Project Details


The v-rel oncogene of avian reticuloendotheliosis virus strain T (Rev-T), a highly oncogenic retrovirus, transforms chicken spleen and bone marrow cells in vitro and induces lethal B cell lymphomas in vivo. The mechanism by which the v-rel oncoprotein transforms cells has yet to be determined. Accumulating evidence suggest that its cellular homolog, c-rel, might contribute to lymphoid cell differentiation. The recent demonstration that the mouse and human transcription factors NFkB and KBF1 belong to the neoplastic transformation and lymphoid cell differentiation. The work described in this proposal will extend our studies on the trans- acting function of the v- and c-rel proteins by investigating the functional relationship between the products of the rel gene-family and transcription factor NFkB. Experiments are presented to define sequences responsive to the trans-acting function of rel and to map the domains of the rel proteins involved in DNA-binding, dimerization, association with cellular proteins and transactivation.
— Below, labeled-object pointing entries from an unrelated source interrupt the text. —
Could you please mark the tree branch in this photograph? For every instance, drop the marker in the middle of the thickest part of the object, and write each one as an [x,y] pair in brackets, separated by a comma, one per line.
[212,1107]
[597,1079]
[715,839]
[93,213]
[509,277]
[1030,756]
The interplay between the trans- acting functions of the v- and c-rel proteins will also be examined, to clarify the mechanism by which v-rel and c-rel proteins will also be examined to clarify the mechanism by which v-rel transforms lymphoid cells. Finally, we will examine whether and how the protein-protein interactions in which v- and c-rel participate in lymphoid cells might regulate their subcellular localization and function. It these experiments indicate that the interaction of the v- and c-rel proteins with one or more specific cellular proteins plays a role in their biological effects, our future research will be directed towards cloning and characterizing the genes that encode them. These studies will not only help to define the mechanism by which v-rel transforms lymphoid cells but they will also help to clarify the function of the c-rel proto-oncogene in lymphoid cell differentiation.